Background
BAY81‐8973 (Kovaltry; Bayer, Berkeley, CA, USA) was reported with enhanced pharmacokinetic (PK) profiles compared with some other standard half‐life (SHL) factor VIII (FVIII) concentrates. Limited head‐to‐head comparative studies were conducted in a real‐world setting.
Objective
To make head‐to‐head comparisons of PK and clinical outcomes between Kovaltry and three other SHL FVIII concentrates.
Methods
Forty‐seven boys with severe hemophilia A were enrolled and divided into three groups according to their previously used FVIII concentrates (Kogenate FS, N = 22; Advate, N = 14; GreenMono, N = 11). Two separate PK tests were conducted in each participant with a five‐point assay during the study period from 6 months before switching to 6 months after switching. FVIII levels were detected by one‐stage assay, and PK profiles were calculated by noncompartmental assay.
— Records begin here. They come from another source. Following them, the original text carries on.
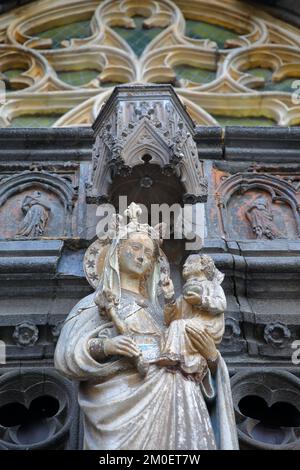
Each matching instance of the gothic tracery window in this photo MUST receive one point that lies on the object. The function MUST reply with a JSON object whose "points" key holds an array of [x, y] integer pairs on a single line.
{"points": [[230, 64]]}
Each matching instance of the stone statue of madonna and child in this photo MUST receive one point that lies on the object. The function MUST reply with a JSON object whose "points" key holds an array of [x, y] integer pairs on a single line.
{"points": [[150, 375]]}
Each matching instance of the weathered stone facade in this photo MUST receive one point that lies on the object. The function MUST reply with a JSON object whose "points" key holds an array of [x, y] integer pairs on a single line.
{"points": [[252, 233]]}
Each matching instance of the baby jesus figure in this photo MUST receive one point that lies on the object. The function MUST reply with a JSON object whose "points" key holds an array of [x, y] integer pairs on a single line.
{"points": [[201, 306]]}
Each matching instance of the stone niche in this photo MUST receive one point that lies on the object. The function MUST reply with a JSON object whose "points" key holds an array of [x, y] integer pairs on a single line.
{"points": [[37, 203], [257, 206], [144, 136], [144, 150]]}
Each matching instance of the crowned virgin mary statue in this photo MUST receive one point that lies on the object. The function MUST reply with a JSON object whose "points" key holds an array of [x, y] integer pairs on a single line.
{"points": [[111, 344]]}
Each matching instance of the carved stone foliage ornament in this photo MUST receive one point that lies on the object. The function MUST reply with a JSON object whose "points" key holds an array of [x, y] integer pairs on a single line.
{"points": [[145, 121], [26, 334], [122, 332], [260, 216], [36, 214]]}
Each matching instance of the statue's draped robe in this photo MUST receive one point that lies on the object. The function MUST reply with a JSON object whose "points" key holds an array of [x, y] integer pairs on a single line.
{"points": [[124, 411]]}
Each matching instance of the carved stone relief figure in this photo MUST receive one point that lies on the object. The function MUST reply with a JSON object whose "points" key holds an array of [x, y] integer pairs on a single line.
{"points": [[107, 333], [260, 216], [36, 215]]}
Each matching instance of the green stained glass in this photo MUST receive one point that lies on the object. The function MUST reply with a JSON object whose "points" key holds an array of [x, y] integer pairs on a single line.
{"points": [[203, 30], [269, 85], [139, 37], [35, 120], [78, 77], [244, 121], [194, 74], [79, 29]]}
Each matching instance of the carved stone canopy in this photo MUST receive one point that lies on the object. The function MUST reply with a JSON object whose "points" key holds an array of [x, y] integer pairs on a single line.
{"points": [[145, 124]]}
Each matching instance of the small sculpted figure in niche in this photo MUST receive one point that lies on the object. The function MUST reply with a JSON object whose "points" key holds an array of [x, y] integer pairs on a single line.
{"points": [[261, 218], [36, 216], [201, 306]]}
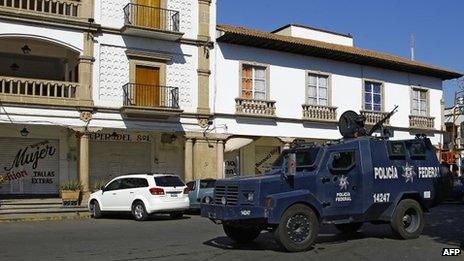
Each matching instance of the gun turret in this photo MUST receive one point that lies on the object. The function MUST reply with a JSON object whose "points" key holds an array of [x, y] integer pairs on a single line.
{"points": [[380, 123], [351, 124]]}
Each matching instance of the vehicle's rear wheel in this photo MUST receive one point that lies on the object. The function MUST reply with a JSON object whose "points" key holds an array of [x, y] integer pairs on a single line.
{"points": [[241, 234], [349, 228], [139, 211], [176, 215], [95, 209], [408, 219], [298, 228]]}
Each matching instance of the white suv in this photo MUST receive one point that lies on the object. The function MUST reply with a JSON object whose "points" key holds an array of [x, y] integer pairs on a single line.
{"points": [[141, 194]]}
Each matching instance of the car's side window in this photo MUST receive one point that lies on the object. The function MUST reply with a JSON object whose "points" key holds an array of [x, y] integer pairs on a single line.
{"points": [[342, 162], [191, 185], [113, 185], [141, 183], [127, 183]]}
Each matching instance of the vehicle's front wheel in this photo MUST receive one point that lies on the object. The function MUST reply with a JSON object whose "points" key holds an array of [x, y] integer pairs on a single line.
{"points": [[240, 234], [298, 228], [408, 219], [349, 228], [95, 208], [139, 211], [176, 215]]}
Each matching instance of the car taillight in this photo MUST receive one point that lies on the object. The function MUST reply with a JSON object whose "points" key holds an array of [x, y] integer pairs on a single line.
{"points": [[157, 191]]}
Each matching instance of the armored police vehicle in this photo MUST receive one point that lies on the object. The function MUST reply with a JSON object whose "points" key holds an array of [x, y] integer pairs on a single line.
{"points": [[360, 178]]}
Annualized bleeding rates were collected through participant’ bleed logs.
Results
Longer half‐life time (Kogenate FS group: 14.4 vs 11.9 hours, P < .0001; Advate group: 13.4 vs 9.7 hours, P < .0001; GreenMono group: 15.1 vs 10.7 hours, P < .001]) and lower clearance (Kogenate FS group: 3.3 vs 3.9 mL/kg/h, P < .01; Advate group: 3.7 vs 5.9 mL/kg/h, P < .01; GreenMono group: 3.0 vs 5.1 mL/kg/h, P < .01) were observed with Kovaltry. In addition, longer mean residential time (P < .01) and higher area under the curve (P < .01) were demonstrated. No statistical difference was found in in vivo recovery between Kovaltry and the other FVIII products. Participants who switched to Kovaltry from three other FVIII concentrates with the same dosing regimens obtained higher trough FVIII levels and better protection with reduced annualized bleeding rates.
Conclusion
Compared with Kogenate FS, Advate, and GreenMono, Kovaltry showed enhanced PK profiles, which contributed to reduced bleeding rates.